Kekuasaan yang lalim akan bergerak tidak beraturan, menabrak prinsip-prinsip hukum, konstitusi, undang-undang, etika dan moralitas politik yang dinilai baik bagi kehidupan bersama. Segala kebijakan yang muncul adalah untuk menutupi
kebohongan dan keangkuhan belaka. Kekuasaan yang dholim dan tidak mengindahkan nilai-nilai luhur bersama seluruh rakyat, hanya akan menuai kebenciaan dan kesengsaraan hidup masyarakat, bangsa dan negara.
Pemutarbalikan nilai-nilai, norma-norma, prinsip-prinsip, dan budaya luhur bangsa hanya diarahkan untuk meninabobokkan para penjilat kekuasaan untuk mendukungnya. Kelompok-kelompok kritis dalam masyarakat akan mereka bungkam agar pengaruh mereka tidak mencederai kekuasaannya. Mereka akab membentengi ketakutan mereka akan kesalahan yang dibuatnya sendiri. Oleh karena itu, sang penguasa laknat itu selalu menyiapkan Anjing penggonggong untuk melayani berbagai nyanyian kritis dari kaum pembela kebenaran dan keadilan.
Memproduksi Tipu Daya
Penguasa yang ambisius akan melakukan serentetan tipu daya, membangun permusuhan, memecah belah masyarakat, dan memusatkan energi negara untuk meningkatkan derajat kesesatan hingga semakin nyata. Mereka tidak lagi peduli bahwa tindakannya itu telah merobek-robek konstitusi, undang-undang, norma-norma, etika, dan seperangkat aturan bersama yang telah disepakati. Tipu daya akan selalu diproduksi tanpa malu. Kekuasaan yang penuh tipu daya akan tampil membunuh musuh-musuhnya seraya bersiul-siul merayakan keangkuhan yang merasuk dalam pikirannya.

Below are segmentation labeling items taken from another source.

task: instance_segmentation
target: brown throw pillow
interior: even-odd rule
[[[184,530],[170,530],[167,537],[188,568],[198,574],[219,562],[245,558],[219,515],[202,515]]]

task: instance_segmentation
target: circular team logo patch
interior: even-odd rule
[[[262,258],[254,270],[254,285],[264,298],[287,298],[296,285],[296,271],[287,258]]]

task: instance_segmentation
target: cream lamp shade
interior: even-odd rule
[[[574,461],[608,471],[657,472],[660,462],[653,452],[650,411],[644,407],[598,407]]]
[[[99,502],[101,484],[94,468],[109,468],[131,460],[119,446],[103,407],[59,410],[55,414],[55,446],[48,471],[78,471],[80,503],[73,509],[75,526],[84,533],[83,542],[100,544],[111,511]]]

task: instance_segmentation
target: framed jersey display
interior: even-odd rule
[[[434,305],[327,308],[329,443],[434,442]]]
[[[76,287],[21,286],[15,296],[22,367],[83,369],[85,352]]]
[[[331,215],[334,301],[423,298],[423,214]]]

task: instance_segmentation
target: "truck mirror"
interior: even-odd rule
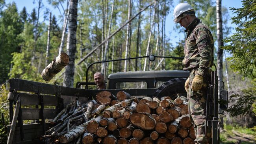
[[[226,90],[221,90],[219,102],[221,109],[224,110],[228,109],[228,91]]]

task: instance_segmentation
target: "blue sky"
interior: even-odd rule
[[[174,5],[176,5],[179,3],[179,0],[174,0]],[[15,2],[18,7],[18,9],[19,11],[22,10],[24,7],[26,7],[27,9],[27,11],[28,13],[31,13],[32,10],[33,8],[37,9],[38,7],[38,4],[37,3],[37,1],[36,0],[7,0],[6,1],[6,3],[8,4],[9,2]],[[222,6],[224,6],[227,8],[229,7],[235,7],[239,8],[242,7],[242,2],[240,0],[222,0]],[[52,12],[52,14],[55,14],[56,17],[58,18],[58,16],[60,15],[60,12],[58,9],[54,9],[51,5],[49,5],[47,2],[47,0],[43,0],[43,4],[45,6],[44,7],[44,9],[42,9],[41,11],[40,14],[40,21],[42,21],[44,20],[43,16],[43,12],[45,11],[46,8],[48,8],[50,9],[50,11]],[[66,7],[66,3],[65,3],[63,5],[64,8]],[[62,9],[60,8],[61,11],[62,11]],[[178,33],[178,31],[175,31],[174,28],[175,25],[177,24],[173,22],[172,12],[173,11],[174,7],[171,7],[171,13],[169,14],[168,16],[167,17],[166,23],[165,26],[165,32],[171,40],[172,41],[172,43],[174,46],[176,45],[177,42],[179,41],[180,39],[183,39],[184,38],[184,33]],[[235,16],[232,12],[231,11],[228,9],[228,13],[230,17]],[[61,11],[62,12],[63,11]],[[59,22],[60,23],[60,22]],[[234,24],[231,23],[232,21],[230,20],[228,22],[228,24],[231,27],[234,28],[236,27],[236,25]],[[62,25],[62,24],[61,23],[60,25]],[[232,35],[233,33],[235,32],[236,31],[233,29],[230,35]]]

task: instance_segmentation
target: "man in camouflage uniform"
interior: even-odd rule
[[[208,144],[204,137],[204,130],[207,89],[213,62],[213,39],[208,27],[196,17],[189,4],[178,4],[173,15],[174,22],[185,27],[187,33],[182,64],[183,70],[190,72],[185,88],[187,92],[189,113],[196,137],[195,141],[197,144]]]

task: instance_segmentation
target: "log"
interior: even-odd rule
[[[178,134],[182,138],[184,139],[188,135],[188,131],[184,128],[180,128],[178,131]]]
[[[160,121],[164,123],[172,122],[174,121],[172,115],[166,110],[163,110],[158,116]]]
[[[49,81],[69,63],[69,57],[65,52],[54,58],[42,72],[41,76],[45,81]]]
[[[113,131],[114,130],[117,128],[117,125],[115,122],[109,122],[107,128],[110,131]]]
[[[117,126],[120,128],[124,128],[129,124],[128,121],[122,117],[121,117],[117,119],[115,121],[115,123],[117,125]]]
[[[171,133],[175,133],[180,127],[179,121],[175,120],[172,122],[168,126],[168,131]]]
[[[158,122],[156,125],[155,130],[158,133],[164,133],[167,131],[167,126],[165,123],[162,122]]]
[[[187,99],[186,97],[184,96],[178,96],[178,97],[174,100],[174,101],[178,105],[180,105],[183,103],[187,102]]]
[[[157,144],[170,144],[170,140],[164,137],[161,137],[156,141]]]
[[[115,109],[121,106],[121,104],[120,103],[117,103],[113,106],[105,110],[102,112],[102,116],[104,117],[109,118],[111,117],[112,116],[112,113],[115,110]]]
[[[150,138],[152,139],[153,140],[156,140],[158,139],[159,137],[159,135],[158,135],[158,133],[156,131],[153,131],[151,132],[151,133],[150,134]]]
[[[115,119],[110,117],[109,118],[104,118],[102,119],[100,121],[100,124],[101,126],[107,126],[109,122],[115,122]]]
[[[147,101],[153,101],[153,99],[151,97],[146,97],[141,99],[139,103],[143,103]]]
[[[185,103],[181,109],[182,115],[186,115],[188,114],[188,103]]]
[[[191,137],[187,137],[183,140],[183,144],[194,144],[194,140]]]
[[[154,97],[153,101],[148,101],[147,103],[148,103],[149,107],[153,109],[155,109],[158,106],[161,105],[160,100],[156,97]]]
[[[194,139],[196,139],[196,135],[195,133],[195,129],[194,129],[194,126],[193,125],[191,126],[189,128],[188,131],[189,137]]]
[[[85,127],[91,121],[93,121],[95,119],[95,118],[94,118],[90,119],[89,121],[78,126],[75,129],[71,130],[71,131],[65,134],[64,135],[59,137],[59,141],[61,143],[67,144],[76,139],[84,133],[86,130]]]
[[[128,111],[126,110],[124,112],[123,115],[123,117],[124,118],[127,120],[129,120],[130,119],[131,115],[132,114],[132,112]]]
[[[129,140],[128,144],[139,144],[139,140],[135,137],[133,137]]]
[[[128,144],[129,141],[124,138],[120,138],[118,140],[117,144]]]
[[[120,101],[122,101],[125,99],[130,99],[131,95],[124,91],[119,91],[117,94],[117,99]]]
[[[181,108],[178,106],[174,106],[169,108],[167,111],[172,115],[174,119],[177,119],[182,115]]]
[[[94,133],[96,132],[98,128],[100,127],[99,123],[102,118],[102,116],[99,116],[89,122],[86,127],[87,131],[90,133]]]
[[[183,115],[180,117],[180,124],[182,128],[189,128],[192,124],[188,115]]]
[[[109,135],[103,139],[103,144],[116,144],[117,142],[117,139],[112,135]]]
[[[95,135],[93,133],[85,132],[83,136],[82,142],[83,144],[92,144],[94,142]]]
[[[171,144],[182,144],[182,140],[180,137],[175,137],[172,139]]]
[[[102,104],[110,104],[111,100],[117,99],[117,97],[109,92],[102,91],[96,95],[96,100]]]
[[[136,112],[141,113],[152,113],[152,111],[149,107],[149,104],[147,103],[139,103],[136,107]]]
[[[134,127],[130,125],[126,128],[123,128],[120,130],[120,137],[123,138],[128,138],[132,136]]]
[[[160,121],[160,119],[159,119],[159,117],[158,117],[158,115],[153,114],[152,115],[151,115],[151,116],[153,117],[154,119],[155,119],[155,120],[156,120],[156,122],[157,123],[161,122],[161,121]]]
[[[169,140],[171,140],[174,137],[175,137],[176,135],[175,135],[174,133],[172,133],[169,131],[167,131],[165,133],[165,136],[166,138]]]
[[[96,134],[98,137],[104,137],[108,134],[108,131],[106,128],[99,127],[97,129]]]
[[[143,130],[152,130],[156,124],[154,117],[148,113],[134,113],[130,117],[130,121],[134,125]]]
[[[141,129],[136,129],[132,132],[132,137],[138,140],[142,139],[144,137],[145,135],[144,132]]]
[[[163,108],[163,106],[158,106],[156,108],[156,113],[157,113],[158,115],[160,114],[162,112],[162,111],[163,110],[165,110],[165,109]]]
[[[115,119],[119,118],[122,116],[125,109],[123,109],[121,110],[115,110],[112,113],[112,117]]]
[[[153,140],[149,137],[146,137],[139,141],[140,144],[153,144]]]

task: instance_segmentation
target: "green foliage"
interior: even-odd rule
[[[232,54],[228,58],[231,64],[230,67],[234,72],[241,74],[243,79],[247,77],[253,80],[253,86],[244,90],[242,94],[232,96],[231,98],[237,100],[228,110],[234,116],[251,112],[251,106],[256,100],[256,2],[243,0],[242,7],[230,9],[237,15],[231,19],[237,27],[236,28],[236,32],[224,40],[228,44],[223,48]]]

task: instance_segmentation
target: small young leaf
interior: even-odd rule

Tipu daya dan fitnah akan terus mereka kumandangkan atas nama kebenaran palsu, kebijaksanaan yang terbalik maknanya, serta kesesatan yang dibalut
dengan kemunafikan kelas tinggi. Kemunafikan menjadi hari-hari penguasa jenis ini. Mereka menyembunyikan ketakutan mereka dengan memelihara kurcaci-kurcaci kekuasaan yang berlumuran dosa. Mulai dari dosa korupsi, penyalahgunaan kekuasaan, serta praktik nepotisme yang merusak prinsip meritokrasi dalam negara. Pada yang demikian itu, penguasa tersebut harus disingkirkan dari singgasananya agar kelak tidak memperluas pengaruh buruk dalam negara.